Power is not ending, as the public intellectual and former editor of the journal Foreign Policy, Moisés Naím, argues.1 But it is true that in different political arenas big players are challenged by small ones who are using new playbooks that make power both more available and more evanescent. Naíim’s description of power dynamics is often on target; his exclusive focus on the erosion of control power is not. Otto von Bismarck, Germany’s “Iron Chancellor,” knew better. He did not aspire to “control the current of events, only occasionally to deflect them.”2 In a world of risk mixed with uncertainty it is the relations between protean and control power that shape the security of states, the competitiveness of economies, and the resilience of societies.
This book opened with an invitation to think afresh about power and uncertainty in world politics. This concluding chapter summarizes in its first section the findings of the twelve empirical case studies (in ten chapters). Since actors regularly have to tackle both risk and uncertainty, control and protean power are closely related. The efficacy of control power is not in question; the persistent neglect of protean power’s agility and potentiality is.

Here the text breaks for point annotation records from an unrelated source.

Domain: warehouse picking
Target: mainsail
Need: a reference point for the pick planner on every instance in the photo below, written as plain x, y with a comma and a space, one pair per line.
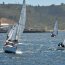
13, 33
55, 31
17, 30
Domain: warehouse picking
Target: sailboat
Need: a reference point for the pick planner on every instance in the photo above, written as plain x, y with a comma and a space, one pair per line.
55, 31
15, 34
61, 45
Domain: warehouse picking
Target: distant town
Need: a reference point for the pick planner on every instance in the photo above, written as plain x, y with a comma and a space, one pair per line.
39, 18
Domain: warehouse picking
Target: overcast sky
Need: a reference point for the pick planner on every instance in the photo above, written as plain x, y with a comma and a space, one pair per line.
35, 2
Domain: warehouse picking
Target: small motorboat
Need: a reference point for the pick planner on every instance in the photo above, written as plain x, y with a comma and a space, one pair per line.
61, 46
10, 47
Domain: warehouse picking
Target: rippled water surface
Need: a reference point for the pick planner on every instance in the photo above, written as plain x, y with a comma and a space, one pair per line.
35, 49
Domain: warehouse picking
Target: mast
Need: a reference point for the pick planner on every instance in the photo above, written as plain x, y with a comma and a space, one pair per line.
13, 33
22, 20
55, 32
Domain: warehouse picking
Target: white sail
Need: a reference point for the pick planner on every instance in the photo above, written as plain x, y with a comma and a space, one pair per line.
13, 33
22, 20
64, 42
55, 32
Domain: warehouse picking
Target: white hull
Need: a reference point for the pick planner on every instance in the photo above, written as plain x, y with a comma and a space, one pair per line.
10, 49
60, 48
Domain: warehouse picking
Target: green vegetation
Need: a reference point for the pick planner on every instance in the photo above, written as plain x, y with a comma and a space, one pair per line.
38, 17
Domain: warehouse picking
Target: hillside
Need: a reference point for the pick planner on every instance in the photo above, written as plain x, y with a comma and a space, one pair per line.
38, 17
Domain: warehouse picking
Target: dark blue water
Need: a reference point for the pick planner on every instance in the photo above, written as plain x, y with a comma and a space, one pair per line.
35, 49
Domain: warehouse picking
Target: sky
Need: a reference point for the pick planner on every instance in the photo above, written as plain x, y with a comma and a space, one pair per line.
34, 2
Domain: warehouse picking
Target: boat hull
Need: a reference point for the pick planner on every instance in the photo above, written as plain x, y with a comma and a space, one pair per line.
60, 48
9, 49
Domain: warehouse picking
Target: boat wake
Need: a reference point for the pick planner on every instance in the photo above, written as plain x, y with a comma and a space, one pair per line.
19, 52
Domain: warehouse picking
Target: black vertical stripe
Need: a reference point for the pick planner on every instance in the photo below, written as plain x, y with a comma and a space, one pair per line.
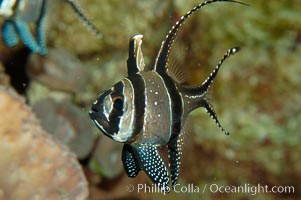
176, 105
139, 100
114, 117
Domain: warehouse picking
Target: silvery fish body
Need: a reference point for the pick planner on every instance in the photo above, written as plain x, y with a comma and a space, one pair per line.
149, 108
19, 14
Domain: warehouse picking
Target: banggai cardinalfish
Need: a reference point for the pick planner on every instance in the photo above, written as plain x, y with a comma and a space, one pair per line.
149, 108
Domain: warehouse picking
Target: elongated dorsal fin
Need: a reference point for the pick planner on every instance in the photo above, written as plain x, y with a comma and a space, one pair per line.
162, 57
135, 62
83, 17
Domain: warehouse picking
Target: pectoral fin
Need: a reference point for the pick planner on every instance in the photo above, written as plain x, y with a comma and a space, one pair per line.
130, 164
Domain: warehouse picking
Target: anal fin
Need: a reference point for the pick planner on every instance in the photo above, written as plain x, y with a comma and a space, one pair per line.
130, 164
151, 162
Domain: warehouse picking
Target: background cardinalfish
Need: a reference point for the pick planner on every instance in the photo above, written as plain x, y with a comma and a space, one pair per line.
149, 108
19, 14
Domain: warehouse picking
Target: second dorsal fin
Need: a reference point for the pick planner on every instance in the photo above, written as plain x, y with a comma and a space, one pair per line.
163, 55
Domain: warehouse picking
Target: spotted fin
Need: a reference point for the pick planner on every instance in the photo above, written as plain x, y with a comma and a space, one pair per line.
151, 162
130, 164
41, 30
135, 62
174, 153
26, 36
9, 35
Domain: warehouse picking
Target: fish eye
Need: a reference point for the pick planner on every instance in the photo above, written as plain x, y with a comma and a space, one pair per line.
118, 103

In its second section, this chapter probes the writings of ancient, modern, and contemporary political theorists on the issue of control and protean power. During the last half century, conceptual and explanatory inquiries into power have failed to plumb the insights of political theorists. International relation scholars are a partial exception to this generalization, but even their interest has been limited to a handful of theorists, such as Hobbes or Kant.